Allegiance seems to me to come mostly from some emotional and unconscious place. I think you might find some explanation for particular allegiances in your reactions to formative events in your life, and maybe you could work backwards from the allegiances to some generalizations about what drives you--that is, if you could accurately identify what tickled you about each team or player you hold in awe--but I think our expectation for allegiances and their explanations ought to be a mess rather than a pattern. It's like looking for a pattern in the succession of your lovers. I think this is stuff we can do no better than to rationalize a posteriori.

helmut said...

Elyas - yeah, I think so too - the identity business. You know Kapuscinski's "The Soccer War"?

Anon Law Prof - Pretty curlers, hehe.... You know about the nude curler calendar? Cool....

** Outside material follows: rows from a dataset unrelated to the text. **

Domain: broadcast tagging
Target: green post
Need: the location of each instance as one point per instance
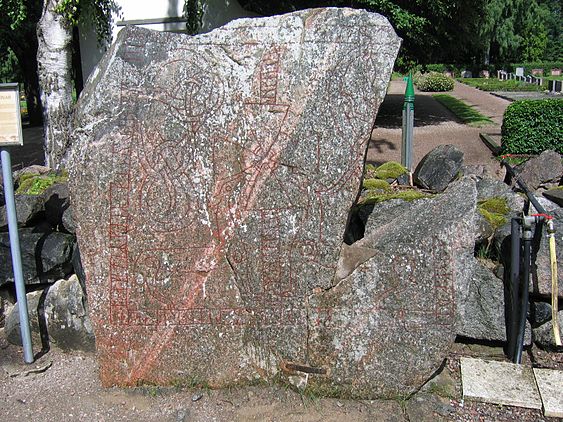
(408, 125)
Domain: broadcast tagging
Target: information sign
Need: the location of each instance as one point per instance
(10, 118)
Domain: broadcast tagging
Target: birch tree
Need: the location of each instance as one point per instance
(54, 38)
(54, 55)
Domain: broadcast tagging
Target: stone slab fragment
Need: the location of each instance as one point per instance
(499, 383)
(550, 384)
(387, 327)
(212, 178)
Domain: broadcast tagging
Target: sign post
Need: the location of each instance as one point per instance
(11, 134)
(408, 126)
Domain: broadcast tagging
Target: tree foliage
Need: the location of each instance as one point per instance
(98, 13)
(458, 31)
(18, 21)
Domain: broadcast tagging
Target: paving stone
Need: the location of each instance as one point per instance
(550, 384)
(499, 383)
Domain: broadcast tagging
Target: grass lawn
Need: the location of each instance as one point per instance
(464, 112)
(494, 84)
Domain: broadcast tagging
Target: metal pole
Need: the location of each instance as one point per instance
(513, 314)
(16, 255)
(408, 125)
(524, 288)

Murky - yeah the Kantian system thing is silly, I know. I see this all as a metaphor for the ultimate chaos in the world, one in which all things are in flux and are relational, with some things only relatively and temporarily stabilized. To impose order on this would be to break it apart from its inextricable relationality and flux... Oh, nevermind....

MT said...

Now a person's favorite fruits, on the other hand--that's got transcendantal categorical fingerprints all over it.

helmut said...

You mean, what is the condition for the existence of fruit on a blog?

"Thoughts without content are empty, intuitions without concepts are blind."